What to do when there are issues with logging into Pyramid when using AD as your provider.

This article will help you diagnose if there is an issue with your domain controller and how to work around the problem until your domain controller is fixed.

Suppose you encounter issues connecting to your Pyramid environment, and the login issue is intermittent.
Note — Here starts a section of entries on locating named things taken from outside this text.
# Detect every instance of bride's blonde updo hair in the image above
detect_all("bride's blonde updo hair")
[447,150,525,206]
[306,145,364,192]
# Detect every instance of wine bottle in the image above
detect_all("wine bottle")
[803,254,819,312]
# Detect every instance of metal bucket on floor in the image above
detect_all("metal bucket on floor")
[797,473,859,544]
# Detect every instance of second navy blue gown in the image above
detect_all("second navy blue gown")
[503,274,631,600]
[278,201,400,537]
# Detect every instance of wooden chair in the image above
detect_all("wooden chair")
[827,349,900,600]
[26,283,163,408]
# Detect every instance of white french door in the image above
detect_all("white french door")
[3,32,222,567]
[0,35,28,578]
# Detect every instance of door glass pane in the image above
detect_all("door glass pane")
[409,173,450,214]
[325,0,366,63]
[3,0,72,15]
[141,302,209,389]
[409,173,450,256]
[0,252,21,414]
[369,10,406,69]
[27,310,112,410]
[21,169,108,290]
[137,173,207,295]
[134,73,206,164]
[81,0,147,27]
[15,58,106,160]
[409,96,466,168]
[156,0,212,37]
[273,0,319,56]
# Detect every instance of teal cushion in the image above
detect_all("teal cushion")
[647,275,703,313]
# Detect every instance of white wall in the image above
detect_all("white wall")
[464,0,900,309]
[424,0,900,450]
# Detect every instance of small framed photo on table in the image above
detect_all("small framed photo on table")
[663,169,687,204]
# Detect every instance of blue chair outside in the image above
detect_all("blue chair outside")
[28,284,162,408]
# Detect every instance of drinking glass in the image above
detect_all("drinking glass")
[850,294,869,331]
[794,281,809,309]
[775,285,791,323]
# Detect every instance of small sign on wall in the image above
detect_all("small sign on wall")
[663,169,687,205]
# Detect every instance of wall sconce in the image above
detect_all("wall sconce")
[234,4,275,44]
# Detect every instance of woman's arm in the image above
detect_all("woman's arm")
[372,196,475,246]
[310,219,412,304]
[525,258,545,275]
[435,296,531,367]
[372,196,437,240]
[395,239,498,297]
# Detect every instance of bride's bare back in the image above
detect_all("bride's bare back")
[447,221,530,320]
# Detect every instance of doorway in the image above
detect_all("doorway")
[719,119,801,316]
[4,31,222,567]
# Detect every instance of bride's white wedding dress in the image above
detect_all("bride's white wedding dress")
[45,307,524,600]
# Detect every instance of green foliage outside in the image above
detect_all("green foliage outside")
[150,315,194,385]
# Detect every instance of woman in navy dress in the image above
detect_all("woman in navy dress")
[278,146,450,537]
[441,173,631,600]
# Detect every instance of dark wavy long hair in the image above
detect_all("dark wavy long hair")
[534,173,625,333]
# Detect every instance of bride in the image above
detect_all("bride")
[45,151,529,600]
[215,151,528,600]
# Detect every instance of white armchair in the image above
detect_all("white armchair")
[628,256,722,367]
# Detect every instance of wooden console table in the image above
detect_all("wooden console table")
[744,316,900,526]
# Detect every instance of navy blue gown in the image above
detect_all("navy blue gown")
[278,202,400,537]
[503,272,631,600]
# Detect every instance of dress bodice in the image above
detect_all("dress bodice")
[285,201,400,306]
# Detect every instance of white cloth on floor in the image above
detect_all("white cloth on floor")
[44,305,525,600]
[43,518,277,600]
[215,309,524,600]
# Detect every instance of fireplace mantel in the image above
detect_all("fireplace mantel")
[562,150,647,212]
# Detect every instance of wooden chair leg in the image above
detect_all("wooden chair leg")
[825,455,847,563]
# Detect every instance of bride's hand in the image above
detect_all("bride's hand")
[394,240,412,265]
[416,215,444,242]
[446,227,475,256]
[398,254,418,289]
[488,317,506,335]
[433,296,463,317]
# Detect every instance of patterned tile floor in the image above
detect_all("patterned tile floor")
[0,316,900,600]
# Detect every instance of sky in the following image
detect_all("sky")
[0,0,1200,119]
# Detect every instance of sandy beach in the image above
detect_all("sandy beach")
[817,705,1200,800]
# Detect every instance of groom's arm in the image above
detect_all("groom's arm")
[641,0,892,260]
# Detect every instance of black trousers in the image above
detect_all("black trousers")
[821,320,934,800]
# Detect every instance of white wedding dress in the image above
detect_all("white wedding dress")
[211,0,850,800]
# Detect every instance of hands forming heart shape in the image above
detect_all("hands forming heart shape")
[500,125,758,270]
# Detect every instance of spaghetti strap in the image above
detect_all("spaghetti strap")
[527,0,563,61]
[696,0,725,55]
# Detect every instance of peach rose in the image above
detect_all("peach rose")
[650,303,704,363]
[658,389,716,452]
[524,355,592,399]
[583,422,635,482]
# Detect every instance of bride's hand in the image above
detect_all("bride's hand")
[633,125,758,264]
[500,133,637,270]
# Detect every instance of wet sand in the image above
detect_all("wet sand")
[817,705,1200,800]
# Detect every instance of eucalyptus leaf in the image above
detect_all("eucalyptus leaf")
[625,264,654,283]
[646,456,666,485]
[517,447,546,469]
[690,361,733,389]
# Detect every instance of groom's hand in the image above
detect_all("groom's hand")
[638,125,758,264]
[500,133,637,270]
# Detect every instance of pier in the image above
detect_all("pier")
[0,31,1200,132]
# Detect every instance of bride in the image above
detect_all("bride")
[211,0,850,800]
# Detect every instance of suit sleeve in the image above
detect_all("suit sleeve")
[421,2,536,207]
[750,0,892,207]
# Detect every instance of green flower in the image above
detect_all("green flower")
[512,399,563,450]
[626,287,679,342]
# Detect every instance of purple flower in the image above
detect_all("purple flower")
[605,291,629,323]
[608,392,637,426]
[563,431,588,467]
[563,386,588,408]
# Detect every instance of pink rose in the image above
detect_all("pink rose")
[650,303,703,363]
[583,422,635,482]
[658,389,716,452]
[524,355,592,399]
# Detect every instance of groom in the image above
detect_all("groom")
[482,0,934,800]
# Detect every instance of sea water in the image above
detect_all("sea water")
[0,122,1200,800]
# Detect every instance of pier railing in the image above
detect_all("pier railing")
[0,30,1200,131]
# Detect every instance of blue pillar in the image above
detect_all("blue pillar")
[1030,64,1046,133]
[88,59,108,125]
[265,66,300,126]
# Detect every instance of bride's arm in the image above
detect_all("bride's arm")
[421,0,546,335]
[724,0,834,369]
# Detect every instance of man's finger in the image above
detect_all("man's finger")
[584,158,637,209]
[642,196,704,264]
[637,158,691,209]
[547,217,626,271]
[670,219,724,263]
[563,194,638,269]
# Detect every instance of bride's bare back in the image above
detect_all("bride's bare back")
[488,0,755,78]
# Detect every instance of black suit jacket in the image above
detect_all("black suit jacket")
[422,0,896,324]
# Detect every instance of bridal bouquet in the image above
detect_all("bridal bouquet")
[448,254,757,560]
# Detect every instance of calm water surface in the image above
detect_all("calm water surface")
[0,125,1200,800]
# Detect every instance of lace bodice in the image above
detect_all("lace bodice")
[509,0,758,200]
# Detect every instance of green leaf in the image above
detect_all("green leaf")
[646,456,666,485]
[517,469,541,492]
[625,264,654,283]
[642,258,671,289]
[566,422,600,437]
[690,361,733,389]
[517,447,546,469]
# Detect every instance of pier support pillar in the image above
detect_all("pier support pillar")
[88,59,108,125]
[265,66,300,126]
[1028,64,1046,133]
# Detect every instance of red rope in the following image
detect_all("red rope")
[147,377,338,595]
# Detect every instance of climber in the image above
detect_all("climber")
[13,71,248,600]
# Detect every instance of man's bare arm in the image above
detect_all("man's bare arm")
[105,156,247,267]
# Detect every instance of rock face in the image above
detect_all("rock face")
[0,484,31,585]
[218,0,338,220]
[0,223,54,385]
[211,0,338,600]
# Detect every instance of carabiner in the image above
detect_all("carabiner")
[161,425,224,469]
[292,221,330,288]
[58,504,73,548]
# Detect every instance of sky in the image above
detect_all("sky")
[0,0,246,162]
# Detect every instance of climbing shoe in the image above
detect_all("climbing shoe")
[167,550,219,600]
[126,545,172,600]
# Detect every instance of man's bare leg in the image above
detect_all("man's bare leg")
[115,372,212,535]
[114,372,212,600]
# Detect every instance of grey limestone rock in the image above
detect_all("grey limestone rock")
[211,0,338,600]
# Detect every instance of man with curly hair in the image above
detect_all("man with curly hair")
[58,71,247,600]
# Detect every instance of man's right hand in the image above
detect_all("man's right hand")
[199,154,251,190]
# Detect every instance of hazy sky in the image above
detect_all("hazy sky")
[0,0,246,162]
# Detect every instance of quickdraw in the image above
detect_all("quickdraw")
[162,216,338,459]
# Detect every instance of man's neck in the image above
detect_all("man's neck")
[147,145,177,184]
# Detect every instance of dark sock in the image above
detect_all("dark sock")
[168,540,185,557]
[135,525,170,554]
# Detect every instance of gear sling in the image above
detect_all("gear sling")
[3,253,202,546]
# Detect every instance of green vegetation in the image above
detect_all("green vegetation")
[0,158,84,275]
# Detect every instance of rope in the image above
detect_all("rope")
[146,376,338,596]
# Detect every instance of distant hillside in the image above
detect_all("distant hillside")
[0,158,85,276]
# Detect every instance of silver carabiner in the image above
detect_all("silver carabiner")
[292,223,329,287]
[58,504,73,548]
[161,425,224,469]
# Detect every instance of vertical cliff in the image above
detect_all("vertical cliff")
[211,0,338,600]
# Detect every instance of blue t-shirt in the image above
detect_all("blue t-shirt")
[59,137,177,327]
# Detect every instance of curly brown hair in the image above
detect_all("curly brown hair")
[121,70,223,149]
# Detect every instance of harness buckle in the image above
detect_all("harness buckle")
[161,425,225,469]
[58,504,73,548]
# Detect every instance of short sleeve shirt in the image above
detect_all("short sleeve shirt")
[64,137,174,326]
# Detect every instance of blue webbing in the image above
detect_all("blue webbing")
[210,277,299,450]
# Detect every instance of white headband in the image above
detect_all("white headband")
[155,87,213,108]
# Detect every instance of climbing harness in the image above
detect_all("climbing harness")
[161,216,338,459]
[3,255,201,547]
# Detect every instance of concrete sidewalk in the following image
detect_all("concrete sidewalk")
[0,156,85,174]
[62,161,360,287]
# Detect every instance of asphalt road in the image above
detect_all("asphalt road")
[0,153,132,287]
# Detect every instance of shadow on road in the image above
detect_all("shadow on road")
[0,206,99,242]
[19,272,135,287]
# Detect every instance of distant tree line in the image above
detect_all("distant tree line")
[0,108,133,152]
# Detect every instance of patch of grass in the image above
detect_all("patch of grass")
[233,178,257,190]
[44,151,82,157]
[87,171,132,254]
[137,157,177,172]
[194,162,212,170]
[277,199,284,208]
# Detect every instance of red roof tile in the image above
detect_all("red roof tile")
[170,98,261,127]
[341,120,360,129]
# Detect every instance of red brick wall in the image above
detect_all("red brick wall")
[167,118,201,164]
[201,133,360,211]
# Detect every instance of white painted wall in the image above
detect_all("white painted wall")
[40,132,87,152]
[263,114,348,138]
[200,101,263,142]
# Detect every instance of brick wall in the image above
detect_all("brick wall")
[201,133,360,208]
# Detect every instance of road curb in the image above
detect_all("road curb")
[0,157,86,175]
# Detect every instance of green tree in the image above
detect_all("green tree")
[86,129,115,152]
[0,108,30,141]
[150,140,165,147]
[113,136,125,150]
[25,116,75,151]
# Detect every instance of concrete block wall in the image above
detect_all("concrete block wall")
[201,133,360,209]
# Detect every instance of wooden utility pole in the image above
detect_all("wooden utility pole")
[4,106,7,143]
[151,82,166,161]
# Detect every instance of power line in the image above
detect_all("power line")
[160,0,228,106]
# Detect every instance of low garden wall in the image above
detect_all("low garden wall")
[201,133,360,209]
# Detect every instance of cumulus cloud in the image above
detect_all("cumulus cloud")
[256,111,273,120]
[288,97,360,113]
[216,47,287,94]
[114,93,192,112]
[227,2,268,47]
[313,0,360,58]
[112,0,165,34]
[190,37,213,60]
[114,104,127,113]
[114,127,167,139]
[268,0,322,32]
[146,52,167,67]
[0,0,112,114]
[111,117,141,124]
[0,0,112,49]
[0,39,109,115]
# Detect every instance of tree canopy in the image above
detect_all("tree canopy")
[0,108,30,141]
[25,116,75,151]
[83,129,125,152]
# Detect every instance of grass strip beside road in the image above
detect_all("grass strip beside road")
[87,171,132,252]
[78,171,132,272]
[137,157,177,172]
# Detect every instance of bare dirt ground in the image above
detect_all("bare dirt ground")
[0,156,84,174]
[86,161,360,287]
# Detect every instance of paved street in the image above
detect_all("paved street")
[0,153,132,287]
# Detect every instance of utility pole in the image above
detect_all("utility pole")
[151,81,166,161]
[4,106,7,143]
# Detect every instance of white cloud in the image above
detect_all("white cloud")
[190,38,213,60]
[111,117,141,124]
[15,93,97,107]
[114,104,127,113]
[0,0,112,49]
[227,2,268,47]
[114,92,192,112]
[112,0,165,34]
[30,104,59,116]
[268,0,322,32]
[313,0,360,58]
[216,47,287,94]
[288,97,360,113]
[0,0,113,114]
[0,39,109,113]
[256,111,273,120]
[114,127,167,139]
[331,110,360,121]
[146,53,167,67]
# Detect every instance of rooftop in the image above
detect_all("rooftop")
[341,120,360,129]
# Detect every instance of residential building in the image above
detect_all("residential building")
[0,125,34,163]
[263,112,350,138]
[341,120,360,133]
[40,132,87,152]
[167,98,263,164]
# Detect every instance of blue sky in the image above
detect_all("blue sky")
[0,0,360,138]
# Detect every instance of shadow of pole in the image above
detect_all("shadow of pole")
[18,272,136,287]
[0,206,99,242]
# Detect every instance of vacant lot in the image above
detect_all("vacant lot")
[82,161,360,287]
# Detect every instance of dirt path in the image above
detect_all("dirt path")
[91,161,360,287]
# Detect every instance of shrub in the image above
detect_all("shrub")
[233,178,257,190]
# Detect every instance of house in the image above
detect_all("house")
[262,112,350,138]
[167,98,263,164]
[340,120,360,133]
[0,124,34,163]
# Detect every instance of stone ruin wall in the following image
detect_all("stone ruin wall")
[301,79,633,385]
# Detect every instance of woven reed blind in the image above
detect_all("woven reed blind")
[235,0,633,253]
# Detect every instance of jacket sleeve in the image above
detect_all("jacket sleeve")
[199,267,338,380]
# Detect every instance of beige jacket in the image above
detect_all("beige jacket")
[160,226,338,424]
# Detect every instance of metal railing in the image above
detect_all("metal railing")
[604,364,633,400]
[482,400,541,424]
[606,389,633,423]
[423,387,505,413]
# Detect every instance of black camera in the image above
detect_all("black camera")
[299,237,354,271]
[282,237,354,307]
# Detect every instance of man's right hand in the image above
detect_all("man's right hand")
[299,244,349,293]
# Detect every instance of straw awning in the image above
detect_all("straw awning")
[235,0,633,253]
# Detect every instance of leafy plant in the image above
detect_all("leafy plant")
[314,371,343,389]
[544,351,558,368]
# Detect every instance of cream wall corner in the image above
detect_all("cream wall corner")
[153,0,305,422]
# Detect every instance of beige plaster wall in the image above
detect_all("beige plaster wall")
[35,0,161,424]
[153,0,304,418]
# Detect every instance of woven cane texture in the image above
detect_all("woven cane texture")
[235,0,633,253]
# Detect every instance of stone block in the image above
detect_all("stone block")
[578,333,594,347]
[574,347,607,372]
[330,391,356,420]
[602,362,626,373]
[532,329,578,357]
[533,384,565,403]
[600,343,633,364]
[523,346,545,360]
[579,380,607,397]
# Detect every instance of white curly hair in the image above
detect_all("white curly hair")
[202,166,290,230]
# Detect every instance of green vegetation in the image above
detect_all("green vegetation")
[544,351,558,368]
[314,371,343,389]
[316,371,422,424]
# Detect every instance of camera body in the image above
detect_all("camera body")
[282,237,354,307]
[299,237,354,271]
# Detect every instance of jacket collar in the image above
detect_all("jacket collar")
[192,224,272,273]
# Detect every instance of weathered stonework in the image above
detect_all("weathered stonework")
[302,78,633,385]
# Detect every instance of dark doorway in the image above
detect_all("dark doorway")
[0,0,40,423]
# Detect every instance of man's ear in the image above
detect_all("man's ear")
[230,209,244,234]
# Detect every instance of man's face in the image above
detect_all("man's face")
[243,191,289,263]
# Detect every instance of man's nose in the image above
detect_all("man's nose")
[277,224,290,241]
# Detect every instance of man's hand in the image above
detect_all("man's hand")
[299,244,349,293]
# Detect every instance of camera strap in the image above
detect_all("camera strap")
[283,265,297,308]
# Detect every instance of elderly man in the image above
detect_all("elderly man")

In that case, likely, sometimes one of the domain controllers that your LDAP address returns is not allowing the login.
In your server logs, you could also see if there is any error mentioning an issue with connecting to your LDAP.
You can find the logs where your Pyramid web server is installed under C:\Program Files\Pyramid\log.

First, you can check which is not functioning by going to your environment URL and adding /diagnostic.
There you will see if there are any errors regarding LDAP.

There are two possible workarounds for this situation.

1. Point Pyramid directly to one working domain controller:

You could also see under the LDAP test if any domain controllers are shown as "invalid".

If it is "invalid", then until your IT gets it fixed, you can point to a specific domain controller by choosing another " valid " domain controller.
Copy the domain controller and paste it into the LDAP address, as shown below.

The downside of this solution is that If this specific domain controller becomes invalid, it will not be possible to connect to Pyramid and fix it.

2. Hard coding a known working domain controller in the local host file on each Pyramid task, runtime, and web server:

This is the preferred option.

Hardcode your LDAP address to point directly to a domain controller in the local host file of each Pyramid sever (Task, Runtime, and WEB) in the deployment.
Please see the below example:

Add an entry into the local host file of each pyramid server that points to your LDAP address to only one "valid" domain controller.

E.g., if your LDAP is LDAP://DC=my,DC,company,DC=.com
then you should add it to the host file and save my.company.com

*where the IP is an IP of one of your "valid" domain controllers.
(move through each domain controller listed, and once you find one that works, ping the name to get its IP)

Compared to the first solution, the upside of this solution is that if there is a problem with the domain controller you have used, you can update the host file manually to a different "valid" domain controller.

As mentioned, these solutions are only workarounds.
To avoid future issues, you will need to find the root cause of the problem and fix it.

Here are some tips for troubleshooting the domain controller and avoiding future issues:

  • Check the event logs: Check the event logs on the domain controller for any errors or warnings that might indicate the cause of the issue.
  • Run network diagnostic tools: Use tools like ping, traceroute, and nslookup to test the connectivity and DNS resolution of the domain controller.